While regulators’ attention has focused on those that are too big to fail, the financial institutions in Europe that face the sternest challenge might be those that are too small to get funding from investors. And those at risk could include some sizeable and well-known banks, as Phil Moore reports.

ON A DAY when the share prices of banks such as Barclays and Société Générale were falling by more than 10%, another cri de coeur, from a smallish regional Danish bank, is unlikely to have captured much attention. In mid-August, the chief executive of Denmark’s seventh-largest bank by assets, Spar Nord, was quoted as saying that it was increasingly difficult for banks of its size to access international funding, and would remain so for a while.

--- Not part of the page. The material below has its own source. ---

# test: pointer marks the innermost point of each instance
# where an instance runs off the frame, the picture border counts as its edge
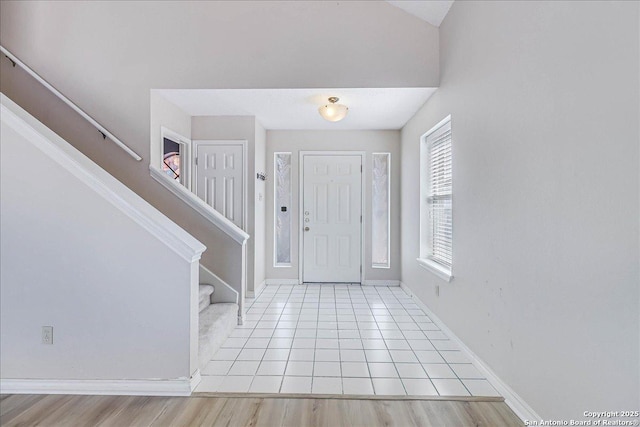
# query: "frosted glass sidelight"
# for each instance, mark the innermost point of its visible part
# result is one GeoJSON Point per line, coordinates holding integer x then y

Seasoned watchers of the Nordic banking scene are unlikely to have been surprised by the news from Spar Nord, given the severity of Denmark’s bank resolution scheme, which is generally regarded as the harshest in Europe. There was nothing in August’s story to suggest that Spar Nord is in danger. But a number of smaller Danish banks have already gone to the wall, and Standard & Poor’s warned at the end of July that another 15 were at risk of default.

Denmark’s regional banks may face a range of funding pressures that are unusually severe even in these straitened times. But analysts have been warning for some time of a growing risk of polarization in the European banking industry between those with access to funding and those in danger of being shut out.